The copper zinc tin sulfide (CZTS) compound is a promising candidate as an alternative absorber material for thin-film solar cells. In this study, we investigate the direct formation of $\mathrm{C}{\mathrm{u}}_{1.92}\mathrm{ZnS}{\mathrm{n}}_x\left(\mathrm{S}{\mathrm{b}}_{1-x}\right){\mathrm{S}}_4$ compounds $\text{[CZT}\left(A\right)\text{S]}$, with $x=1$, 0.85, 0.70, and 0.50, via a mechanochemical synthesis (MCS) approach, starting from powders of the corresponding metals, zinc sulfide, and sulfur.

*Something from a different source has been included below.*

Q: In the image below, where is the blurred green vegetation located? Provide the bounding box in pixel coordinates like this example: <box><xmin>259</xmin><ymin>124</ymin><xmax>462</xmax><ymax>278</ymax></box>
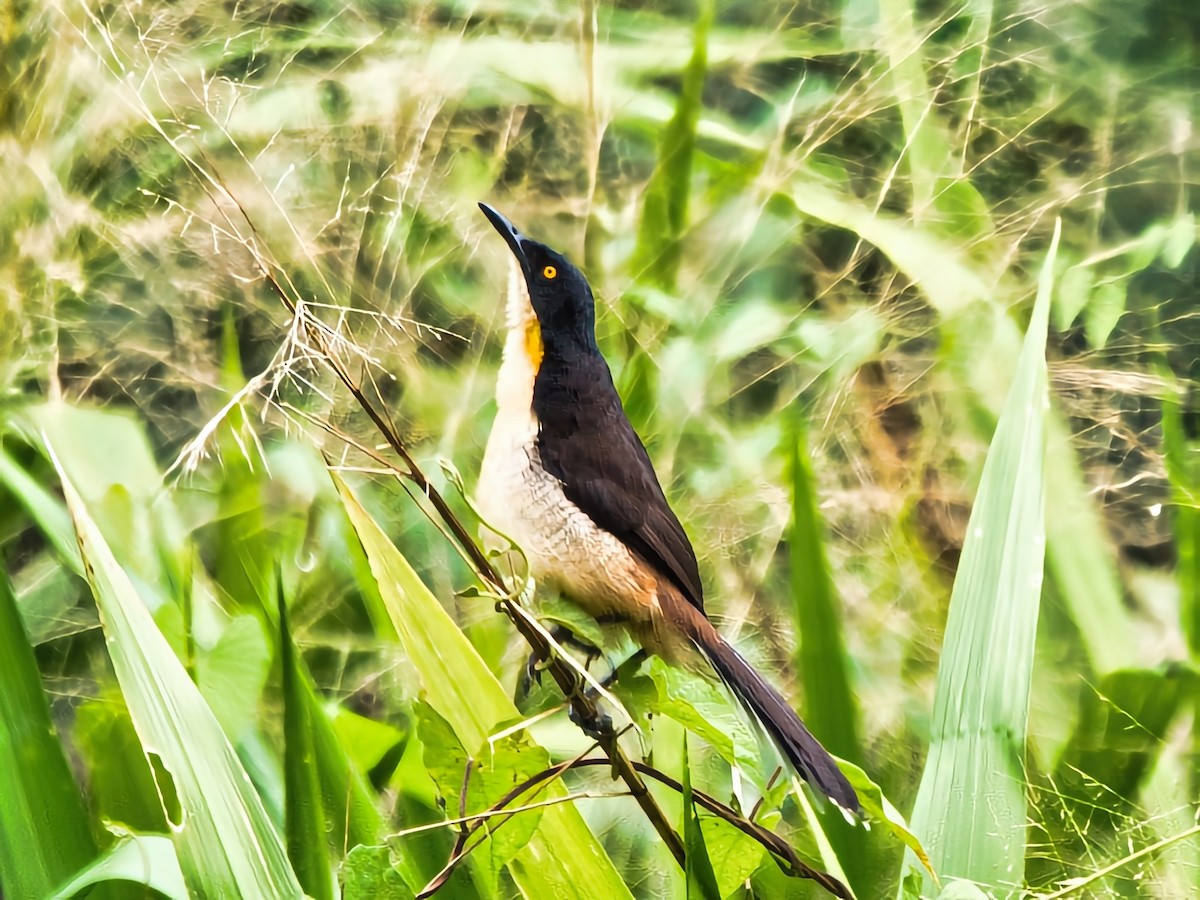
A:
<box><xmin>0</xmin><ymin>0</ymin><xmax>1200</xmax><ymax>898</ymax></box>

The thermal stability of the $\text{CZT}\left(A\right)\text{S}$ compounds was evaluated in detail by in situ synchrotron high-energy x-ray diffraction measurements up to 700 °C. The $\text{CZT}\left(A\right)\text{S}$ compounds prepared via MCS revealed a sphalerite-type crystal structure with strong structural stability over the studied temperature range. The contribution of the MCS to the formation of such a structure at room temperature is analyzed in detail. Additionally, this study provides insights into the MCS of CZTS-based compounds: the possibility of a large-scale substitution of Sn by Sb and the production of single phase $\text{CZT}\left(A\right)\text{S}$ with a Cu-poor/Zn-poor composition. A slight increase in the band gap from 1.45 to 1.49–1.51 eV was observed with the incorporation of Sb, indicating that these novel compounds can be further explored for thin-film solar cells.

Figure 1

Crystal structures reported in the literature for CZTS [32]: (a) Kesterite, (b) stannite, (c) disordered kesterite, (d) PMCA (primitive mixed CuAu-like), and (e) sphalerite.

Figure 2

(a,b), (e,f) Typical SEM images showing the morphology of the mechanochemical synthesized $\text{CZT}\left(A\right)\text{S}$ powders here exemplified, respectively, for the CZTS ± and CZTAS 50/50 powders; (c) and (g) typical SEM/BSE images showing the microstructure of the mechanochemical synthesized $\text{CZT}\left(A\right)\text{S}$ powders here exemplified, respectively, for the CZTS and CZTAS (50/50) powders; (d) and (h) typical EDS, elemental composition (in at. %) and composition ratios for the metallic elements.

Figure 3

Typical particle size distribution curves of the mechanochemical synthesized $\text{CZT}\left(A\right)\text{S}$ powders. (a) CZTS, (b) CZTAS (85/15), (c) CZTAS (70/30), and (d) CZTAS (50/50).

Figure 4

(a) 1D x-ray diffractograms taken at different temperatures for the CZTS, CZTAS (85/15), CZTAS (70/30), and CZTAS (50/50) samples. (b) 1D x-ray diffractograms for the CZTS and CZTS 50/50 samples taken at 30 and 700 °C. (c) Lattice parameter dependence on temperature. (d) Lattice parameter and crystallite size dependence on the Sn/Sb substitution based on the XRD data at 30 °C. In (a) and (b), the 2θ axis scale reflects the wavelength (0.14235 Å) of the high-energy x-ray monochromated incident beam.

Figure 5

(a) Raman spectra of the mechanochemical synthesized $\text{CZT}\left(A\right)\text{S}$ powder samples and (b) Raman spectra of the CZTS sample after MCS and MCS + heat treatment.

Figure 6

Tauc plots for the mechanochemical synthesized powder samples: (a) CZTS, (b) CZTAS (85/15), (c) CZTAS (70/30), and (d) CZTAS (50/50). The dotted lines indicate the linear part used for estimating the optical band gap.